2018年、2020年に続き3回目の開催となる今回のフォーラムは、コロナ禍を経て国を越えた人の移動が回復する中、人身取引のリスクも高まることから、改めて官民連携にて航空業界における取り組みを推進することで抑止力を向上させるべく、成田国際空港株式会社、日本航空株式会社との共催で実施しました。
フォーラムには200名を超えるオンラインで参加があり、「人身取引を自分事としてとらえるきっかけとなった。」「日本全体で連携して取り組んでいくことの必要性が理解できた」等、航空業界に携わる参加者のみなさまの理解が深まり、個社でなくセクター、さらに国全体で連携することの大切さを改めて感じることのできる機会となりました。
人身取引なんて遠い海の向こうのこと…と多くの方が思うかもしれませんが、世界で急速に拡大している犯罪といわれており、航空機は被害者が逃げられない環境下での長距離移動が可能なことから、人身取引に利用されることが多いといわれています。そのような背景から、航空業界に対し人身取引を防止する役割を期待する声が高まっています。
このセミナーでは、警察庁や国際移住機関(IOM)をお招きし、国内外における人身取引の実態や課題について説明を受けました。また、機内で被害者を発見した場合に通報する制度の導入(ANAグループでは導入済み)や人身取引被害申告用リーフレットの配布など、航空会社をはじめとした民間企業との連携を強化した人身取引防止策が呼び掛けられました。
フォーラムでは、世界各地で人身取引対策に取り組む国連機関である国際移住機関(IOM)によるグローバルな人身取引の現状についての基調講演や、出入国在留管理庁、警察庁による日本政府としての取り組みについての講演、また「人身取引防止の為に、日本の航空業界として、官民一体となってできること」をテーマにしたパネルディスカッションでの活発な意見交換などを実施しました。
ANAグループでは、機内からの通報制度を整える等、航空会社としての取り組みを実施するとともに、日頃から社員の人権尊重に対する理解を深めるための研修やeラーニングによる社内啓発を行っています。

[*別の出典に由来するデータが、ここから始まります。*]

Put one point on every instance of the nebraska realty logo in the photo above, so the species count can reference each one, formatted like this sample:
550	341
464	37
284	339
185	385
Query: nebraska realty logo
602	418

社員一人ひとりが「気づき」を高めることで人身取引防止につなげ、また様々な関係者と協働することで抑止力を高め、航空サービスが人身取引のような犯罪に利用されるリスクを軽減させていきます。
今後も関係各所と連携した取り組みを強化することで、ANAグループのESG経営を更に推進し、人権尊重の考え方がその中核にあるSDGsの達成にも貢献してまいります。